Proper recording of injuries and illnesses is the foundation of a workplace safety and health program, Lemire noted. Unrecorded or misrecorded injury and illness information can obscure the types and severity of injuries occurring in a workplace, undermining efforts to prevent them.
Fraser Papers manufactures printing, publishing and converting papers and has 3,150 employees in Canada and the United States, according to the company's Web site. The Madawaska, Maine, facility has 825 employees, according to the Web site.
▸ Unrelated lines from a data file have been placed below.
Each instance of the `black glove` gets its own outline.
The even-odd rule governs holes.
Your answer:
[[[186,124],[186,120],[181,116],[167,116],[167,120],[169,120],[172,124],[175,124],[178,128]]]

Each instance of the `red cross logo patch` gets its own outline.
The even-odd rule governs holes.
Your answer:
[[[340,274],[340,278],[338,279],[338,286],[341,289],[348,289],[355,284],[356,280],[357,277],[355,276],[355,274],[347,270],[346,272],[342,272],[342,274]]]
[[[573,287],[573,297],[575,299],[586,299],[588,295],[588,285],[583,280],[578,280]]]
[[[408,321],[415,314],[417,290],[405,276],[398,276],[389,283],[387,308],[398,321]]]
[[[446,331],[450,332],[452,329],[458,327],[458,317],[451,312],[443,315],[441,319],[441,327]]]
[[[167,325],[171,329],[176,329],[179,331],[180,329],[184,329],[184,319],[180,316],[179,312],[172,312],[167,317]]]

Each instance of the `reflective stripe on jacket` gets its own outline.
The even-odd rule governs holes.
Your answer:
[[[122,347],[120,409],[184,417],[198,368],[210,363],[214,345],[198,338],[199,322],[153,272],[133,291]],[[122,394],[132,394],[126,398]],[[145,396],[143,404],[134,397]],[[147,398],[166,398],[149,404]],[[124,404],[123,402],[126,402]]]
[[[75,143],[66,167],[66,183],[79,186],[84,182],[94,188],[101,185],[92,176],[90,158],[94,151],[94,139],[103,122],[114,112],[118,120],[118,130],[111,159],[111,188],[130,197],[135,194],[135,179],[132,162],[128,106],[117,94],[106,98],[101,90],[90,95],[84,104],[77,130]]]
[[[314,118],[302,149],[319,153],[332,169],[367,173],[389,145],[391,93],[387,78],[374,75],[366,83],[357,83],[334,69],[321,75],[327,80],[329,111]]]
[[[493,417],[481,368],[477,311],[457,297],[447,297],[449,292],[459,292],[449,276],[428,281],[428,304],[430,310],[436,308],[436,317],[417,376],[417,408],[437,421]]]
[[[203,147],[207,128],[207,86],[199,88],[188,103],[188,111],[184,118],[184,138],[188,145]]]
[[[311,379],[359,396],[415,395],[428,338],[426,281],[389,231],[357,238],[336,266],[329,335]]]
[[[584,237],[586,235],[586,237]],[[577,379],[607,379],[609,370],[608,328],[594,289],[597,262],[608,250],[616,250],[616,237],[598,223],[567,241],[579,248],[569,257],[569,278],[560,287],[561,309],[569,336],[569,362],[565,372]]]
On Oct.17, OSHA proposed $90,500 in penalties against Fraser Papers for a total of five willful and serious violations following the April 20 death of a worker in a fall at the mill.
Those citations and penalties for an alleged lack of fall protection, safety harness, hazard assessment and warning signs and failure to identify tank covers as walking and working surfaces are being contested.
A phone call placed to Fraser Papers' Toronto headquarters seeking comment was not immediately returned.